Theoretical Positions

The schools of thought by a couple of psychologists in the twentieth century, with the study of psychology as a discipline has saw it benefit from several psychologists and other visionaries individuals who have significantly contributed to the subject (Heatherton, 2006).

These great men include Carl Jung, William James, Sigmund Freud, and Alfred Adler. This paper therefore attempts to look at their central ideas as regards to the nature and cause of human psychological functioning.

Sigmund Freud has made a towering contributition to the field of personality. His theories on personality, developmental stages, as well as defense mechanism have attracted many scholars in the field of psychology.

His theory of personality is made up of the levels of consciousness, the development of personality, the structure of personality, the source of motivation, and the nature of human beings. Freud argues that there are three levels of consciousness, the conscious, the pre conscious, and the unconscious. What we are aware of is our councious mind while the preconscious is simply made up of thoughts and feelings. These are not conscious but are able to graduate to the conscious stage. The unconscious is made up of thing we cannot become aware of, may be were forgotten due to some reasons and kept as 'repression'.

Regarding libido, Freud believed that children were born with libido, a certain amount of mental energy, which becomes the driver for adult sexual desire. He holds these two instincts, which drive individuals, sexual drive-by libido and live preserving drives such as pain and hunger (Heatherton, 2006).

Although Freud appears to concentrate much on the libido, his theory of the unconscious mind is termed as his greatest contribution as long as psychology is concerned. Through his theory that splits psychological functioning of human beings into several layers, he postulates that only the obvious and the councious control behavior. He also holds that the suppressed and unsaid is also crucial in shaping actions and behavior. The recognition of the unconscious sets Sigmund apart as a psychologist of then. Freud also studied and tried to explain how the unconscious affects behavior and the way of doing things (Ouma, 2000).

On the other hand, Carl Jung also dealt with the unconscious in his theories. He however advocated for exploration of psychology, religion, and dreams. He also considered mythology and art. Apart from the unconscious, his study also integrated the divine intervention to the unconscious. He argues that both are related and goes together. He did not attach a lot of merit to logic and hard science to explain psychology. He sought for harmony and balance. Just like Freud, he dealt with the unconscious but made some additions through the inclusion of religion.

Alfred Adler also studied the unconscious. His study differs with that of Freud and Jung with the introduction of counseling and psychotherapy. He dealt with the personal level of psychology as well as social equity as one of the factors that can prevent mind illness. Together with his psychological social aspect, he studied relationships in the society that are built on power (Ouma, 2000).
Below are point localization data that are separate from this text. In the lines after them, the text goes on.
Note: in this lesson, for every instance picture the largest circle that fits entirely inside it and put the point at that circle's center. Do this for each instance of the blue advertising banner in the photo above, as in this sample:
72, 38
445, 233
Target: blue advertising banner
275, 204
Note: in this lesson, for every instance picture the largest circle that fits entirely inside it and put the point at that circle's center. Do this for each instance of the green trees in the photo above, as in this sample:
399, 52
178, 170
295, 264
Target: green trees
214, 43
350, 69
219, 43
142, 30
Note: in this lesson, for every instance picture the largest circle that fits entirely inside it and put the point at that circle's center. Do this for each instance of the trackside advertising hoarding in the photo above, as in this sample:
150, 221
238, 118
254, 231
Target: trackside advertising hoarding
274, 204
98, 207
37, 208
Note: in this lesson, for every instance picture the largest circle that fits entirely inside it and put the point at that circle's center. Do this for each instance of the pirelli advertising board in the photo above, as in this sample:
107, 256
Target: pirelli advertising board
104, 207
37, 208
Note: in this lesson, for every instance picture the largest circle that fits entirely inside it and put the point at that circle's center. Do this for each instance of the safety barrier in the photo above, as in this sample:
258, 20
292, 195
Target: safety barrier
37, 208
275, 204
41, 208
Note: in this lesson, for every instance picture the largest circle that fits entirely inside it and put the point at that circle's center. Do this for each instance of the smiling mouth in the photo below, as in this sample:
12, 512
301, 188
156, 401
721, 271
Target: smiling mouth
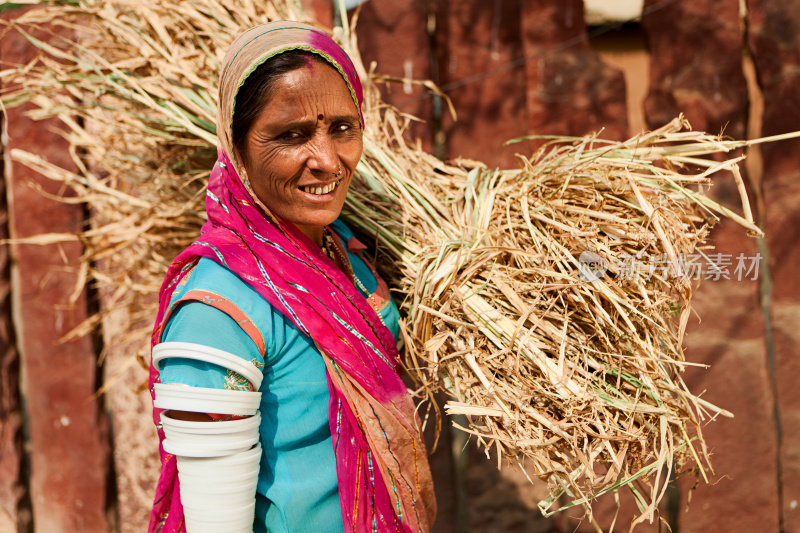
325, 189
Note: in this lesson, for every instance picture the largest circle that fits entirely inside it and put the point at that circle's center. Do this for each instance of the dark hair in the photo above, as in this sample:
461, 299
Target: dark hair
257, 89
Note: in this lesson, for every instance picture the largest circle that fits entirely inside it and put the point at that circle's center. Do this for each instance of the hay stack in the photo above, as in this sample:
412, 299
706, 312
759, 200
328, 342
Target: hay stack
514, 283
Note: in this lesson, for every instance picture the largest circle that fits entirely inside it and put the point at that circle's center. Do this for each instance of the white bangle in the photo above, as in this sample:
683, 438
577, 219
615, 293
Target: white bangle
179, 397
199, 352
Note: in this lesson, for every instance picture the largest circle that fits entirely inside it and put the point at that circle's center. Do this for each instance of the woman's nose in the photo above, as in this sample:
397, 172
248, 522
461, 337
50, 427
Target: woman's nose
323, 157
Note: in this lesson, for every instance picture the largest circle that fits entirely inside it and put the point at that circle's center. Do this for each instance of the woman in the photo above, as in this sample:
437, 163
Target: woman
276, 279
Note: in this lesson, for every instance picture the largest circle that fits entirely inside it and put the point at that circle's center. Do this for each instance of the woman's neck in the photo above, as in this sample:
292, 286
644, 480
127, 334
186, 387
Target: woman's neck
313, 232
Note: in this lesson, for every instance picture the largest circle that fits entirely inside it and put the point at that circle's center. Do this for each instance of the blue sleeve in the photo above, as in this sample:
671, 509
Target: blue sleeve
199, 323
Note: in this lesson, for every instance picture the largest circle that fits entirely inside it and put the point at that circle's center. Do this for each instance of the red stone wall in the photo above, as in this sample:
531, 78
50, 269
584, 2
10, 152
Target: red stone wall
66, 430
774, 37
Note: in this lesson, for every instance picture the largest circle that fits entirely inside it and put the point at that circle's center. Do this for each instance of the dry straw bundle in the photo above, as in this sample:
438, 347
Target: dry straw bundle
515, 284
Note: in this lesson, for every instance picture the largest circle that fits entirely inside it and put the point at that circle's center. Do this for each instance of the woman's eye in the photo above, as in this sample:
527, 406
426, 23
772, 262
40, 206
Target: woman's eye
291, 136
342, 127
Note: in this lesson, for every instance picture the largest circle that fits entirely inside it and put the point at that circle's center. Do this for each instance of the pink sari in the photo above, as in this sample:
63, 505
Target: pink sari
381, 461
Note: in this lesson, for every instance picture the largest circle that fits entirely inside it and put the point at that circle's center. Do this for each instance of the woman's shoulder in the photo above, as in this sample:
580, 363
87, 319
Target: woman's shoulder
216, 286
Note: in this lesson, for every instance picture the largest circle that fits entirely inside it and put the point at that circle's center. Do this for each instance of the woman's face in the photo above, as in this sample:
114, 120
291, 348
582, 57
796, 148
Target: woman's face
303, 147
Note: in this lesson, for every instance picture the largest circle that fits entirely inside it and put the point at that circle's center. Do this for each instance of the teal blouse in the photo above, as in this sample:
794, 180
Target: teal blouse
297, 486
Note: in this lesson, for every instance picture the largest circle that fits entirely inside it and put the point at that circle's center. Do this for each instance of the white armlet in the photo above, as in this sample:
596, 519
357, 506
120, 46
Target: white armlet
199, 352
218, 462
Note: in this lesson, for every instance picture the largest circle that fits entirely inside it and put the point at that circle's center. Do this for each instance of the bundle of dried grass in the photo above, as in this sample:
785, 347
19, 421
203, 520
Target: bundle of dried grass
513, 283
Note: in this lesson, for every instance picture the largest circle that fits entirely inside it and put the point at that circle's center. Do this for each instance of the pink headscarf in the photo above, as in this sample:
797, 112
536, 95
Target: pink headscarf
381, 464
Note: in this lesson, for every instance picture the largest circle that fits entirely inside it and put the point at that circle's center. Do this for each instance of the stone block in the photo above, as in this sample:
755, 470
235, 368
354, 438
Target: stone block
479, 49
696, 65
394, 37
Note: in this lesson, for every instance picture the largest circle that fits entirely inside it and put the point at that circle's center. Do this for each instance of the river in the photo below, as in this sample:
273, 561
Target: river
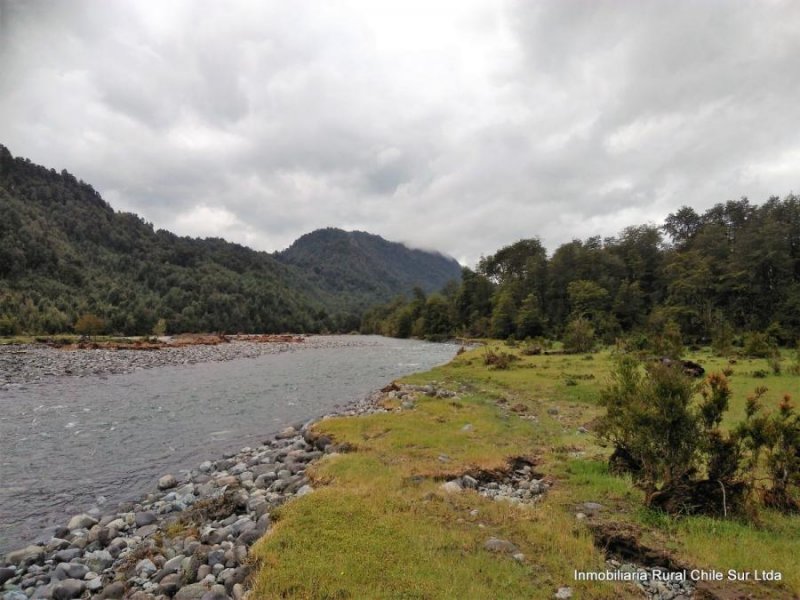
70, 444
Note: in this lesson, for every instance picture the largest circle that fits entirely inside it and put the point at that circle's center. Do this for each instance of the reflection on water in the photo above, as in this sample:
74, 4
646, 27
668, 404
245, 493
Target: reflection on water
69, 443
On the other hand, William James explored religion and mysticism. He explored truth and argued that nature cannot be frozen in time and space. He postulates that truth depends on how useful it is to the individual who believes the truth. In describing how one's mind connects to the world, he used the concept of stream of consciousness. This concept is also in line with the Unconscious in explaining human behavior, which eventually unites all the four scholars (Raymond, 2004).